Included are also screenshots of all messages as png files, bearing the same names (sans the extensions) as the "photographed" messages. I hope this is clear.
Why am I using D6 - I actually built that portal 4 years ago, I just added the ogm module recently. Sorry to be causing trouble :-(
I could not attach the 500 k zip file here, please download it from http://www.strings.net/files/test.zip
Comment #14
mahfiaz commentedDon't worry, you probably just are the first one who actually uses og_mailinglist in non-english environment (except me with 7.x branch).
I'll take a look.
Comment #15
mahfiaz commentedI committed two changes, which ought to fix problems with messages 1 and 3. Thank you so much for giving it good testing and bearing with me.
What there anything wrong with the second one?
Comment #16
sano commentedHi Mattias,
I verified the build and can confirm that the reported problems were fixed. It is true I did not have to include the test case #2 because it was processed correctly - I do not remember why it end up in the test folder (probably because it was late when I was submitting it :-) )
I am attaching one more error report. 2 test cases are included, that differ only in the subject line of the "out" messages - one has accents and the other does not. The responses are the same. So it seems it would be sufficient to include in the test zip just one, but in the past having a message with the same body text but different versions (accented/not accented) of the subject line produced different responses.
Thank you
Comment #17
mahfiaz commentedI should be fixed now. Thanks.
Comment #18
mahfiaz commentedLOL, it should be fixed :)
Comment #19
sano commentedHi, I tested the new build and confirm that also the error issues I reported were fixed. Thank you. :-)
Comment #20
mahfiaz commentedI'm glad we got is sorted out, thank you for your cooperation. Just let me know if you find any other bugs.
Comment #22
sano commentedHi, I discovered more untranslated strings in the /og_mailinglist/og_mailinglist.module
For example "You were successfully unsubscribed from the post" on line 257
Comment #23
mahfiaz commentedI committed fix for all the strings I found in that file. Just keep these coming :)
Comment #25
sano commentedHi, I have to report another encoding problem, this time in digest emails. Not sure what to send along, but maybe the attached screenshot will suffice?
Comment #26
mahfiaz commentedsano, could you please attach the source code of this digest email? That would make my life easier a bit :)
Comment #27
sano commentedAttached is a digest email I received most recently. It is not the one that I sent a screenshot of before (hopefully that does not matter. If it does I will produce a screenshot of this one too).
Comment #28
mahfiaz commentedI took a closer look and have to admit it is strange. Your website uses UTF-8, mail contains UTF-8 header, but somehow the data ends up being in some other encoding. I don't know how this could happen, in og_mailinglist_digest_email just $node->title is appended to mail body, nothing is done with it.

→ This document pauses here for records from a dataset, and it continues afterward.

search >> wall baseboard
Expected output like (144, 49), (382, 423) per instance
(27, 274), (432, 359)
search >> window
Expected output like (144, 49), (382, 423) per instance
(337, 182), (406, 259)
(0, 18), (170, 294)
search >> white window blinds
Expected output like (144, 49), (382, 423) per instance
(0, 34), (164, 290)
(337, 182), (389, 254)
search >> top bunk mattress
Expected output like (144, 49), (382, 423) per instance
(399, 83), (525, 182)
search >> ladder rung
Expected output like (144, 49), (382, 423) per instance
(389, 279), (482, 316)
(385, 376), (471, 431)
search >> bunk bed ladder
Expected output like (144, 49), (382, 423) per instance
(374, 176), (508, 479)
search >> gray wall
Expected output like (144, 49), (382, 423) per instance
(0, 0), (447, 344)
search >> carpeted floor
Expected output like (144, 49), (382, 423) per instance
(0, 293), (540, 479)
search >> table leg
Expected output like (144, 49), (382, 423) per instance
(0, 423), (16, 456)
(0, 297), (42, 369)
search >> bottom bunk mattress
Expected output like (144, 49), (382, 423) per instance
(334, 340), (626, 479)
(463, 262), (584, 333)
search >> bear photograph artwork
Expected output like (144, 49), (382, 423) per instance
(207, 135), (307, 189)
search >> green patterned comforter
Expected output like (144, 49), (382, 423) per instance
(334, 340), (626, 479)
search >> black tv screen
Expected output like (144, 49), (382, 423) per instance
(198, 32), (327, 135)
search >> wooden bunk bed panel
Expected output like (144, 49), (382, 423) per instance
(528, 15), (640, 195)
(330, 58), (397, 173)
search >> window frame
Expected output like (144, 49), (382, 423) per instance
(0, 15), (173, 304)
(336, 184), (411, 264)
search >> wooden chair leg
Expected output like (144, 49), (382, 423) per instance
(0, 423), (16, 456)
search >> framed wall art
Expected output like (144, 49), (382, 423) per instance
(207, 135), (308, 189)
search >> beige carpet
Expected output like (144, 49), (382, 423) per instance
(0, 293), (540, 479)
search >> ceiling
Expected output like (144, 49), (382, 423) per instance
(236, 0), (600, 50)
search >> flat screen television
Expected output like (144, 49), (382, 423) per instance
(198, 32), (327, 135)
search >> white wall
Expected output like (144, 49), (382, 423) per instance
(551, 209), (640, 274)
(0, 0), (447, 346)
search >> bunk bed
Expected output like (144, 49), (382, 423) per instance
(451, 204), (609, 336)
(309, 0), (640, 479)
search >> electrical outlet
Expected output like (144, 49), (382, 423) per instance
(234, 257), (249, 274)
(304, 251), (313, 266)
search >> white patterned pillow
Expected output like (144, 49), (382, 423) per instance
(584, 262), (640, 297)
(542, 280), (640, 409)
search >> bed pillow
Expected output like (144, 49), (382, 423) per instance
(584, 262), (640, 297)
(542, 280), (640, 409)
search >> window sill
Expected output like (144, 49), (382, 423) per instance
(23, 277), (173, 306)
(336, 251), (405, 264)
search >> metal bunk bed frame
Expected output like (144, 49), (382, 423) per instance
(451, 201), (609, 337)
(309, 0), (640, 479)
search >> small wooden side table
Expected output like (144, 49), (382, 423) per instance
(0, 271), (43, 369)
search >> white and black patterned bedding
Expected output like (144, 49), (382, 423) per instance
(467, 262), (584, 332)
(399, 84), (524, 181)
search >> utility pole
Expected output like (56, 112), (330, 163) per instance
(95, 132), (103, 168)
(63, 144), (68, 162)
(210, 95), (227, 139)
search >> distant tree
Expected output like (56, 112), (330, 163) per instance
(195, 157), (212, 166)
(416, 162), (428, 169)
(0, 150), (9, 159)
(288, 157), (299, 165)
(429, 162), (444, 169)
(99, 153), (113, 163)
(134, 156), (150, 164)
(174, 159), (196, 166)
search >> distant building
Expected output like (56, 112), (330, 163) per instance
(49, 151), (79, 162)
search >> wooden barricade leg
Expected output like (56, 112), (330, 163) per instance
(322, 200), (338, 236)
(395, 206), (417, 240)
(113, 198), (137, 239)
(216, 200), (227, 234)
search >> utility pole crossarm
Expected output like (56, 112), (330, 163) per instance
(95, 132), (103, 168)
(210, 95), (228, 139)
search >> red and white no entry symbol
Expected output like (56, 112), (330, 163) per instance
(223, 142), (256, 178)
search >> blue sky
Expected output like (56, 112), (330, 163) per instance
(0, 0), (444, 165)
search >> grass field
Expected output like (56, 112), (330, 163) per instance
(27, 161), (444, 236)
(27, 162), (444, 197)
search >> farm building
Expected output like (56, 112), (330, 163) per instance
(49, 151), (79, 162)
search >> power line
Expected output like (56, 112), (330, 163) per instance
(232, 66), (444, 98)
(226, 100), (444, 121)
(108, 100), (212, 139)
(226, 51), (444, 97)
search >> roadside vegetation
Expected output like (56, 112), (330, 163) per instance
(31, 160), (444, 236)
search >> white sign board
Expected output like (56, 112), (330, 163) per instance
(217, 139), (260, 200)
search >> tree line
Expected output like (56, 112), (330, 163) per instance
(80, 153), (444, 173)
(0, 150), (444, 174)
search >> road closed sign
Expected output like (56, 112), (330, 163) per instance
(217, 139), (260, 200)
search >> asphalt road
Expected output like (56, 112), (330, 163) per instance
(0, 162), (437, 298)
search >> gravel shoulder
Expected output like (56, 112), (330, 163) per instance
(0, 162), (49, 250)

To be sure I tried digest on my d7 site and it worked fine, all non-ASCII characters showed up just as they should (and as for digest code in ogm d7 is very similar to d6). To be able to debug it, I would have to do it on your server or somewhere where it is reproducible. If this is possible, use the contact form here on drupal.org.
Comment #29
mahfiaz commentedIt turned out that since strings for digest mails were not marked for translation, these were directly translated (the hacky way) and the file was in some strange encoding. Always use UTF-8 whenever possible, especially when dealing with Drupal.
So I marked these strings to be translatable in d6 branch as well. If there is something still missing, please let me know.